According to the document, total liquidity increased nearly 100%, which resulted in the platform generating cumulative swap fees of around $ 1.12 million.
Bancor’s report found that fee income was more than five times the cost of inconsistent loss compensation for liquidity providers.
In fact, inconsistent loss management was a major focus of the upgrade from version 2.1, as Cointelegraph discovered back in October 2020. While Bancor initially attempted an oracle-based solution, it quickly found that this was impractical due to front-running issues.
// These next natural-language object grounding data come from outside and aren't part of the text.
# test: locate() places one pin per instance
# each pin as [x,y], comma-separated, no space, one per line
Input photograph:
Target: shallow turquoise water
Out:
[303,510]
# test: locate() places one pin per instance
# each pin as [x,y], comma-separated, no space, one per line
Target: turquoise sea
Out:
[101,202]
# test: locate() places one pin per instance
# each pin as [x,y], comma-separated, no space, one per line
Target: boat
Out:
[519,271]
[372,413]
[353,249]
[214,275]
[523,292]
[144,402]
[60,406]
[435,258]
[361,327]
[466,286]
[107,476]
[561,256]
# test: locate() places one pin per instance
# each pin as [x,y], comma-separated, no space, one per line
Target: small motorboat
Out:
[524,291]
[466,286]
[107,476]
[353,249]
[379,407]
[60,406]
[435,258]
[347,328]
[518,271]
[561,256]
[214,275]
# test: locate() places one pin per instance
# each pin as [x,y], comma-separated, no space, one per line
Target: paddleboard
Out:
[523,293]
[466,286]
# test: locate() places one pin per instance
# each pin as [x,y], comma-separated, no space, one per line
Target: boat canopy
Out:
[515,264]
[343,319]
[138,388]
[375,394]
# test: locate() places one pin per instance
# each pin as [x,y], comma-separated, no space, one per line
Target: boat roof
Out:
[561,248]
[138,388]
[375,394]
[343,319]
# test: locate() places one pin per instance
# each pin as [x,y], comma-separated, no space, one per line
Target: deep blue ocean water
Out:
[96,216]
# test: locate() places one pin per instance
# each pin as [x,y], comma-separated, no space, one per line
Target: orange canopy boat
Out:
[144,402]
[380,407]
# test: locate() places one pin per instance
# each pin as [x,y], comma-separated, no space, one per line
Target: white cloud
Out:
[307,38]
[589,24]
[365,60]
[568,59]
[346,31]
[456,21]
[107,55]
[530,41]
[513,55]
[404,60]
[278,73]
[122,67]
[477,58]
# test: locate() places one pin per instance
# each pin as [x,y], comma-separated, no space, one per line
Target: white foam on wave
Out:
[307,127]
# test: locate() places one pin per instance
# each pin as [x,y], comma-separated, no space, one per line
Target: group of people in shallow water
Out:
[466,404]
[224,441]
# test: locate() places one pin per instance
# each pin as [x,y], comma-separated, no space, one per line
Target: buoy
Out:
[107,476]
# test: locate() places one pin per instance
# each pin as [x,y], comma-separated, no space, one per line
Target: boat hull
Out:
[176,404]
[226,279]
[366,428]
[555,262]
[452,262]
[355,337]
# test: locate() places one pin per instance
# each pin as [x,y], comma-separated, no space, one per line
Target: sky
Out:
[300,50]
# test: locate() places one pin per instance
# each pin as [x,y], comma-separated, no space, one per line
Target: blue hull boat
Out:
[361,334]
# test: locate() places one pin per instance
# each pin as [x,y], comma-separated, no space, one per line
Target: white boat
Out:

The new approach uses economic incentives to cover the cost of volatile losses, a phenomenon caused by the constant realignment of the portfolios of liquidity providers. Since two tokens differ in price, LPs will experience smaller gains and larger losses compared to a benchmark 50-50 portfolio.
At this point, Bancor announced that it would introduce an insurance mechanism against inconsistent losses in its second iteration. As part of the solution framework, the project has established a vesting schedule for liquidity providers in order to create incentives for long-term involvement.
Swap fees exceed inconsistent loss. Source: Bancor
According to the vesting schedule, the protocol provides coverage of 1% of the liquidity capital, which is made available for up to 100 days to cover an inconsistent loss. However, liquidity providers who withdraw their money prior to 30 days will not receive any compensation for losses incurred during the period.
With swap fees far exceeding insurance costs for compensating inconsistent losses, Bancor found the platform to be profitable for both the protocol holders and the Bancor Network Token (BNT) holders.
Commenting on the potential impact of such a situation on unused altcoin capital, Nate Hindman, head of growth at Bancor, told Cointelegraph that more altcoin holders will be incentivized to become liquidity providers rather than a buy-and-hold strategy track, adding:
“With Bancor v2.1, AMM LPs can stay on their tokens for a long time while providing liquidity without the risk of inconsistent loss. We believe this will bring a new wave of users participating in the AMM mission. As we’ve seen so far, many of these users are more likely to be long-term owners (rather than farmers with opportunistic yields) who seek high, low-risk yields for their favorite brands. “
Hindman also noted that a viable solution to volatile losses could also encourage projects to use their treasuries to provide liquidity to AMMs. Similar to proof-of-stake rewards, projects with large token reserves could finance themselves while increasing the liquidity of their token pairs.
Bancor liquidity providers will also earn BNT as a reward. In fact, the protocol is starting its liquidity mining program, which gives liquidity providers BNT rewards retrospectively. The BNT rewards can either be claimed or used on the platform.